Quick estimation with convenience function::

    from diff_diff import trop

    results = trop(
        data,
        outcome='y',
        treatment='treated',
        unit='unit_id',
        time='period',
        n_bootstrap=200
    )

Using the global method for faster estimation::

    from diff_diff import TROP

    # Global method: computationally efficient adaptation using (1-W) masking
    trop_global = TROP(
        method='global',
        lambda_time_grid=[0.0, 0.5, 1.0, 2.0],
        lambda_unit_grid=[0.0, 0.5, 1.0, 2.0],
        lambda_nn_grid=[0.0, 0.1, 1.0],
        n_bootstrap=200,
        seed=42
    )
    results_global = trop_global.fit(data, outcome='y', treatment='treated',
                                      unit='unit_id', time='period')

    # Compare methods
    trop_local = TROP(method='local', ...)  # Default (per-observation)
    results_local = trop_local.fit(data, ...)
    print(f"Local ATT: {results_local.att:.3f}")
    print(f"Global ATT: {results_global.att:.3f}")

Examining factor structure::

    # Get the estimated factor matrix
    L = results.factor_matrix
    print(f"Effective rank: {results.effective_rank:.2f}")

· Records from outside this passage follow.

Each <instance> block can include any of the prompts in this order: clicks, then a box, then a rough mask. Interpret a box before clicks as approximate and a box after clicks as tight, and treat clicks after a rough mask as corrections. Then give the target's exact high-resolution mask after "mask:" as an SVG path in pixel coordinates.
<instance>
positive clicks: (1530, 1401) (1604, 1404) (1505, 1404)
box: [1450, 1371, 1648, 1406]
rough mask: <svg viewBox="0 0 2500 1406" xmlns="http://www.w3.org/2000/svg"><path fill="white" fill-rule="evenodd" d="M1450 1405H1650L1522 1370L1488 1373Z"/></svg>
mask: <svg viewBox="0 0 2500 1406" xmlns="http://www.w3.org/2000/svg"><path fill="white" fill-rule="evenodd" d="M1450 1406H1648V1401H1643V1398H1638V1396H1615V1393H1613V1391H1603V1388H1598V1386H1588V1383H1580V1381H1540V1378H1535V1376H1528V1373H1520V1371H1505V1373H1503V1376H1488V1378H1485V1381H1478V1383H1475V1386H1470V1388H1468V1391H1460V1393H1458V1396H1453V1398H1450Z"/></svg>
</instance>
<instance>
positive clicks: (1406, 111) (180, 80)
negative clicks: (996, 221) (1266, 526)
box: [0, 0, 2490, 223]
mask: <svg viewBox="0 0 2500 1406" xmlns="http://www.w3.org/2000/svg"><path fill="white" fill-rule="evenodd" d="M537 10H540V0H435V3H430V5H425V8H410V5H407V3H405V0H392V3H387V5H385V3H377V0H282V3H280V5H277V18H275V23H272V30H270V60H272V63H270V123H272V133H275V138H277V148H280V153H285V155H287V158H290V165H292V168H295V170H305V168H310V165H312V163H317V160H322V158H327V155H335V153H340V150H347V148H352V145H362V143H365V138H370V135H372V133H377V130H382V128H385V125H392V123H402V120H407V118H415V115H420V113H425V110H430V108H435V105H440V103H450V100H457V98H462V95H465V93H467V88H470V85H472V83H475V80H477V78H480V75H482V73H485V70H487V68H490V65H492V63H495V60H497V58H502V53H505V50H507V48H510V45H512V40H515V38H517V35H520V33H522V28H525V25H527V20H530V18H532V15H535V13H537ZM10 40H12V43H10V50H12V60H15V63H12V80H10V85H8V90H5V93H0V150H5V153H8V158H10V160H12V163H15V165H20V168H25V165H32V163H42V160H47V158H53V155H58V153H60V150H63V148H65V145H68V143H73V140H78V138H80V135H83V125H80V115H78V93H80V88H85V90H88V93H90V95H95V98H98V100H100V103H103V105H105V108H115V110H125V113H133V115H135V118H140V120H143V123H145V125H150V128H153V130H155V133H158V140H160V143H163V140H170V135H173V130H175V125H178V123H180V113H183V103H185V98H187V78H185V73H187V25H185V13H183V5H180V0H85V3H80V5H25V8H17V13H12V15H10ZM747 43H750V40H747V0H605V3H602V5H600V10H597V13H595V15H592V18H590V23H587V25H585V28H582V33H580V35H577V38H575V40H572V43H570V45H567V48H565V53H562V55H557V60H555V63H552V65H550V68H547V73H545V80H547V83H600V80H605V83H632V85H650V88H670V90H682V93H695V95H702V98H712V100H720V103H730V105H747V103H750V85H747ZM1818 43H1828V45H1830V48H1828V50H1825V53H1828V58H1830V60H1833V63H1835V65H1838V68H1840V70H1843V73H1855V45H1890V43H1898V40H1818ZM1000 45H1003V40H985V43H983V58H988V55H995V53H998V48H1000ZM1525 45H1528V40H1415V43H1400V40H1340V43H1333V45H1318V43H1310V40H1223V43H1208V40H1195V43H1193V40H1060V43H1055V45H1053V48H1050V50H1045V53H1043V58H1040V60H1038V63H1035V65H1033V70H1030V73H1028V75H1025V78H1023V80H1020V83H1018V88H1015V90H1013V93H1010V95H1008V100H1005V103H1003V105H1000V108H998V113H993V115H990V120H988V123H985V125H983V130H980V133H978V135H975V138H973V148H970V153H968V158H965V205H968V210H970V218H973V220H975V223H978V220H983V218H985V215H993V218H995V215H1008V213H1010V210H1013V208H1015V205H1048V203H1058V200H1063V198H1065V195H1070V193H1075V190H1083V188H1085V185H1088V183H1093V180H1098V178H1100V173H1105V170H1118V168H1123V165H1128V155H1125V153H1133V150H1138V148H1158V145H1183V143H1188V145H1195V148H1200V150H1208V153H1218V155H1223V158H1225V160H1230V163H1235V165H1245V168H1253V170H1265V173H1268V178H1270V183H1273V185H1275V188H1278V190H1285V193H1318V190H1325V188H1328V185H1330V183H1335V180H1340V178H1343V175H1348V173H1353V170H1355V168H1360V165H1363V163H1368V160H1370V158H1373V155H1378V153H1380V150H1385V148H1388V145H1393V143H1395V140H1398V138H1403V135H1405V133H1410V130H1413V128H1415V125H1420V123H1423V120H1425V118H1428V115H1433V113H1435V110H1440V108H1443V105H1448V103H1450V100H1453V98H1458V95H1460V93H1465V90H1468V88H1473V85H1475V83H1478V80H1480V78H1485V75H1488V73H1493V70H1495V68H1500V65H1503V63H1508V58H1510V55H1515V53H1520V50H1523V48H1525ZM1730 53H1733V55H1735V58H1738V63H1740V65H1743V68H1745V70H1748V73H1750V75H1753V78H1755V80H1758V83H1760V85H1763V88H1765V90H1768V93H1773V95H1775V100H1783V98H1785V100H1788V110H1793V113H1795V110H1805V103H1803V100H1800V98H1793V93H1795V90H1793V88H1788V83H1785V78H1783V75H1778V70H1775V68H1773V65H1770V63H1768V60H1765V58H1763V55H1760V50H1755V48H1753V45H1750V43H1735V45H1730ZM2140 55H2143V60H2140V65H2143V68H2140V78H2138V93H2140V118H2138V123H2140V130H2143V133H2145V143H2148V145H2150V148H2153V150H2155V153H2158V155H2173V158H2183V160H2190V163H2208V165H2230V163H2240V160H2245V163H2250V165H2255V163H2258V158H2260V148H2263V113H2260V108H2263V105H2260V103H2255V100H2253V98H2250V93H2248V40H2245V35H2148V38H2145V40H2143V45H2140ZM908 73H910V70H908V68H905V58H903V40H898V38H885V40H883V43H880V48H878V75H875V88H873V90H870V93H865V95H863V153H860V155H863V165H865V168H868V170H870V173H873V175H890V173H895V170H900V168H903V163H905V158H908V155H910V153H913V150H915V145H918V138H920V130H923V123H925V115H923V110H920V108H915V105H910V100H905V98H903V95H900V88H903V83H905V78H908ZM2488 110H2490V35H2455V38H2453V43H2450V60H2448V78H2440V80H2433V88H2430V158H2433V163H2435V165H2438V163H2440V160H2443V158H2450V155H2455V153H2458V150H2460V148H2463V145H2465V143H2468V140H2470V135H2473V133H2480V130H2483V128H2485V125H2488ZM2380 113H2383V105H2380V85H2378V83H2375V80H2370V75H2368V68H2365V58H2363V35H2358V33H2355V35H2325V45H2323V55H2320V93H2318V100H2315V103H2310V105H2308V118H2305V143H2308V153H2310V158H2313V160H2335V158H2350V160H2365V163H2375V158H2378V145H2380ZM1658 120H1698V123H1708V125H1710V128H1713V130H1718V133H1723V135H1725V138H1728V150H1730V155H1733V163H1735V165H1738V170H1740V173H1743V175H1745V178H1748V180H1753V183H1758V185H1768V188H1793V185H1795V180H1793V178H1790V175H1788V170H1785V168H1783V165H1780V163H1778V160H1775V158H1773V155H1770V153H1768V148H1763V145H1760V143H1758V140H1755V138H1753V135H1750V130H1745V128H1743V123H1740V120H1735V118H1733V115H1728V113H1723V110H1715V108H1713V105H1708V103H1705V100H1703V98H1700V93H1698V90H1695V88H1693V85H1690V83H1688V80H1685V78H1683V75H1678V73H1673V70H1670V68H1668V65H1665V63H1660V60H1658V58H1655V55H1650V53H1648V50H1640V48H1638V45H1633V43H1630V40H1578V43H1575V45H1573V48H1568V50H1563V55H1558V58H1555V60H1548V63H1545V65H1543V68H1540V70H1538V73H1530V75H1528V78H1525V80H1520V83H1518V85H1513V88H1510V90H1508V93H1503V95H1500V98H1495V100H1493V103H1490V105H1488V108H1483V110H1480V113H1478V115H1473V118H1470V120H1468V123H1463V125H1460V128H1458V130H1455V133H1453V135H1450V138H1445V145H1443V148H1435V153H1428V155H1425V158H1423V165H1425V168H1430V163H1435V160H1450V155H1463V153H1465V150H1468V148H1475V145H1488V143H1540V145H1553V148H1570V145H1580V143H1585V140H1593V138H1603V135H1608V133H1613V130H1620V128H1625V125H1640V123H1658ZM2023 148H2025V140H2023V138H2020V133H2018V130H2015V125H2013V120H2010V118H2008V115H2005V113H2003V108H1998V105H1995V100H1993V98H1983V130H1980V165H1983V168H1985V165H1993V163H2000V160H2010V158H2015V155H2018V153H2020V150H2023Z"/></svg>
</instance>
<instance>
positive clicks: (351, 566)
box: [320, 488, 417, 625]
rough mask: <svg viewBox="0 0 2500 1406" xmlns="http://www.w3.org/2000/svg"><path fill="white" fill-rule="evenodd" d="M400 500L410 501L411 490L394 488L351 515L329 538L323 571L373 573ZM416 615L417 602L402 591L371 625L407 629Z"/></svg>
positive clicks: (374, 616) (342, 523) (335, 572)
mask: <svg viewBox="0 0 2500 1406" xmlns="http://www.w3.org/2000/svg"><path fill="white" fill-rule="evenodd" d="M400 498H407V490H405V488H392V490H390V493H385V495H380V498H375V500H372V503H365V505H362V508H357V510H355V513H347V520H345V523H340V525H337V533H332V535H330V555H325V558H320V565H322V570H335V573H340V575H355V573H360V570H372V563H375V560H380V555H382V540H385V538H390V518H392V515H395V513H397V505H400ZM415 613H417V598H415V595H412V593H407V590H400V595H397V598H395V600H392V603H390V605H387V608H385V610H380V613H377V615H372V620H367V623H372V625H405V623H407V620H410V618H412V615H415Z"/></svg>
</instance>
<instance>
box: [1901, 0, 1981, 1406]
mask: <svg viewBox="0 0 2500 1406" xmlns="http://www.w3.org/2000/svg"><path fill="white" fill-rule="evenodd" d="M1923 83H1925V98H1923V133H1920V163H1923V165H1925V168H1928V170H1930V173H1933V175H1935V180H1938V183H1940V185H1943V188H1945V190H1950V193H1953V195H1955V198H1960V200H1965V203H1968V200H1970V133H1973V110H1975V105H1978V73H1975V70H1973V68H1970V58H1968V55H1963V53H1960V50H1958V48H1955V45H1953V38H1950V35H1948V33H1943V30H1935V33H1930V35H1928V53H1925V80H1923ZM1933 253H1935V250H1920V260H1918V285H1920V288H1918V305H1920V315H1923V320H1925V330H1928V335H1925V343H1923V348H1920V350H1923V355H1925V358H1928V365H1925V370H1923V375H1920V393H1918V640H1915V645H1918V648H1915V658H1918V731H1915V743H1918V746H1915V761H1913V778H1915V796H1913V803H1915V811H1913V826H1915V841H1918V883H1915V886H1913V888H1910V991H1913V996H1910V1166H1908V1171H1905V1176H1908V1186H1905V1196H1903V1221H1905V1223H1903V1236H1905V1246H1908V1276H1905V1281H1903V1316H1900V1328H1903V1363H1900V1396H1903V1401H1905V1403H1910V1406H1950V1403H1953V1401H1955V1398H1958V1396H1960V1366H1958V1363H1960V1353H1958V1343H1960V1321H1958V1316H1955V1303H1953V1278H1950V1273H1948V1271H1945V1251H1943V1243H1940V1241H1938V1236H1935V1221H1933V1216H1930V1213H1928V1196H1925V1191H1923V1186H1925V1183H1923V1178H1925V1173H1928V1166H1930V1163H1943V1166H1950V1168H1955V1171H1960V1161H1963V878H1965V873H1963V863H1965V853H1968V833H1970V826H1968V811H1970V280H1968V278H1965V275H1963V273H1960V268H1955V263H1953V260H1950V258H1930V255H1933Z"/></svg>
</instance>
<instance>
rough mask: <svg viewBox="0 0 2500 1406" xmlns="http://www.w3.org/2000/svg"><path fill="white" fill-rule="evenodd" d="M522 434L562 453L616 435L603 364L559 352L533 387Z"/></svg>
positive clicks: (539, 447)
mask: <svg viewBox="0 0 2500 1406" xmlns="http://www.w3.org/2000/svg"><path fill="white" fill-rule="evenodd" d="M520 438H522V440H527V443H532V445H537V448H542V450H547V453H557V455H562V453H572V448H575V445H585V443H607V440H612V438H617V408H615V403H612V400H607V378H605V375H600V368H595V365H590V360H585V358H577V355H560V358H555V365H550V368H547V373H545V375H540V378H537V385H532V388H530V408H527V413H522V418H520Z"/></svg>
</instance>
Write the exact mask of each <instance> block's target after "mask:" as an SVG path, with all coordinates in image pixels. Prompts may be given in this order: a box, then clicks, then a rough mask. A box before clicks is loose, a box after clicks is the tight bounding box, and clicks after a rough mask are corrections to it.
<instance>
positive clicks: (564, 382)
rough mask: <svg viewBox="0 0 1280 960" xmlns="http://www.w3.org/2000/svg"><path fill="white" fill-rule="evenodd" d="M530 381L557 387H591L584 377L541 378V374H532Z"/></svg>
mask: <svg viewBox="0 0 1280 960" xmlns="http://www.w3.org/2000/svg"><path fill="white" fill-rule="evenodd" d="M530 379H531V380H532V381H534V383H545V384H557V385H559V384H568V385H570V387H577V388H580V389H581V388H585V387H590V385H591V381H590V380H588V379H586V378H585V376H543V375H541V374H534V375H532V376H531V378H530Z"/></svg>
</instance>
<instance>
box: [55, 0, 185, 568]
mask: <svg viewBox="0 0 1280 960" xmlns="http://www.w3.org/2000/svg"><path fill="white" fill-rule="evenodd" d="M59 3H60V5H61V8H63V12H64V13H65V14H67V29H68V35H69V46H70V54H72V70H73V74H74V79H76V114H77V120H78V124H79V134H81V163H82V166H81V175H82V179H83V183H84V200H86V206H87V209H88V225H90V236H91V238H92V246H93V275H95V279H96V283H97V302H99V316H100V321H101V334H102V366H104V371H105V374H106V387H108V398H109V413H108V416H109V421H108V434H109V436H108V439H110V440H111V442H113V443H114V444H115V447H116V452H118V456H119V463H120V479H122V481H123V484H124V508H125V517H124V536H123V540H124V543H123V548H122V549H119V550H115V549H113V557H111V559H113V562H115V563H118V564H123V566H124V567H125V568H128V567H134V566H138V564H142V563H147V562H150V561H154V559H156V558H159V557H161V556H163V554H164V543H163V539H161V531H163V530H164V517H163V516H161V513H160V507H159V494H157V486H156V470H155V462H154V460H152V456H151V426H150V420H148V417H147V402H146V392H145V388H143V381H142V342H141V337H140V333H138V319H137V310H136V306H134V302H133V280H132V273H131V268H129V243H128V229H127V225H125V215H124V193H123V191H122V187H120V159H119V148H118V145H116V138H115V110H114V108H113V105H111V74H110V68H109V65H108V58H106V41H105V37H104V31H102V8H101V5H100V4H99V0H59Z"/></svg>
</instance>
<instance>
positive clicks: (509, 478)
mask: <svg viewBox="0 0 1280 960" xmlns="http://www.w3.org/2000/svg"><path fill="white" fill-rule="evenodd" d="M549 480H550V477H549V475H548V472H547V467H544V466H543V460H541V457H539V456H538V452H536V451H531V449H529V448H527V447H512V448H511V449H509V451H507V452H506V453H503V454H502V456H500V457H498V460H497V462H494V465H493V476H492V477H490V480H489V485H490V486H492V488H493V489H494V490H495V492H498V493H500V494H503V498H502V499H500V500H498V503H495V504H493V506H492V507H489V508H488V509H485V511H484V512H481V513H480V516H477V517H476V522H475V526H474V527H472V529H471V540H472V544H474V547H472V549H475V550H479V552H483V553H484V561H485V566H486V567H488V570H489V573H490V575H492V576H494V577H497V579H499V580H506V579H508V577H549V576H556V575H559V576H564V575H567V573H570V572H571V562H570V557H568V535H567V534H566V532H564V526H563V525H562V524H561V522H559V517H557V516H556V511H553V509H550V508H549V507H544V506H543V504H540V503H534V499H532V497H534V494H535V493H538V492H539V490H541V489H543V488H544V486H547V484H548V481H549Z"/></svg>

    # Individual treatment effects
    effects_df = results.get_treatment_effects_df()
    print(effects_df)

Comparison with Synthetic DiD
-----------------------------

TROP extends Synthetic DiD by adding factor model adjustment:

.. list-table::
   :header-rows: 1
   :widths: 20 40 40

   * - Feature
     - Synthetic DiD
     - TROP
   * - Unit weights
     - Constrained to sum to 1
     - Exponential distance-based
   * - Time weights
     - Constrained to sum to 1
     - Exponential time decay
   * - Factor adjustment
     - None
     - Nuclear norm regularized L
   * - Robustness
     - Doubly robust
     - Triply robust

Use **SDID** when parallel trends is plausible. Use **TROP** when you suspect
factor confounding (regional shocks, economic cycles, latent factors).